Danish artist Tal R has won an injunction against a pair of Faroese art provocateurs who wanted to cut up one of his paintings and use the canvas to make decorative faces for their line of designer wristwatches.
Dann Thorleifsson and Arne Leivsgard, who five years ago founded watch company Kankse, had purchased Paris Chic, one of Tal R’s brightly colored Sexshops series, for £70,000 (US$90,734) at the Victoria Miro Gallery in London in August.
Copenhagen’s maritime and commercial court ruled in favour of Tal R, forbidding the duo from going ahead with their project and ordering them to pay 31,550 kroner (US$4,678) in legal costs, arguing that as the scheme was an alternation rather than a destruction of the work, it contravened copyright law.
The project misused Tal R’s artistic standing for commercial gain and threatened to damage his reputation, the court said.
The artist’s lawyer, Jorgen Permin, said after the verdict that he was “very pleased with the very clear decision.”
“We hope it will mark the end of this case and that it will mean that Tal R and his fellow artists may avoid similar disputes in the future,” Permin said.
On Monday, Thorleifsson and Leivsgard were still discussing with their lawyer whether to reach a settlement, appeal the injunction, or to push ahead with a full-court case next month.
“It’s not the best verdict for us,” Thorleifsson said. “There had been a lot of examples discussed in court, but they painted it as very black and white.”
In October, the pair revealed plans to use Tal R’s canvas as raw material to manufacture between 200 and 300 watches for Letho, their new brand, which they aimed to sell for at least 10,000 kroner each.

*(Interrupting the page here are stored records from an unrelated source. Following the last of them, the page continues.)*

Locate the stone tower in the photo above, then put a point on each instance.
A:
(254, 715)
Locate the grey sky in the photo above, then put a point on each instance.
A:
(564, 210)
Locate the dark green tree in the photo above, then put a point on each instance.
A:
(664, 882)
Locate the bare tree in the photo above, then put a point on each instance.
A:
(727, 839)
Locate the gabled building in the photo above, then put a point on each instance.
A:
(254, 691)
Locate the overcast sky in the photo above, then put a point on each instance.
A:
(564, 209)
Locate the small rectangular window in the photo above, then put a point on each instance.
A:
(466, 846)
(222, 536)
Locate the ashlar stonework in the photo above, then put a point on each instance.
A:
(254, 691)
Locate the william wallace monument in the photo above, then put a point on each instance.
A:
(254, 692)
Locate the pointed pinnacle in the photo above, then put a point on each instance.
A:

“We needed an artist that was esteemed by experts because we also needed to get a reaction,” Thorleifsson said.
“If we just took a $100 canvas, no one would really care. It needed to be a true masterpiece,” he said.
Thorleifsson and Leivsgard, who also run a Copenhagen based design studio, have purchased paintings by three other recognized Danish artists, John Korner, David Birkemose and Jens Birkemose, assisted by funding from an unnamed patron.
In October Tal R dismissed the pair’s plan calling it a “disrespectful” attempt “to make money and get attention by making a product out of my art.”
“He acknowledges that whoever purchases one of his works would be at liberty to sell it on or even destroy the work, but what he is not obliged to accept is for someone to alter the work and then reintroduce it to the public domain, and particularly not for commercial reasons,” his lawyer said.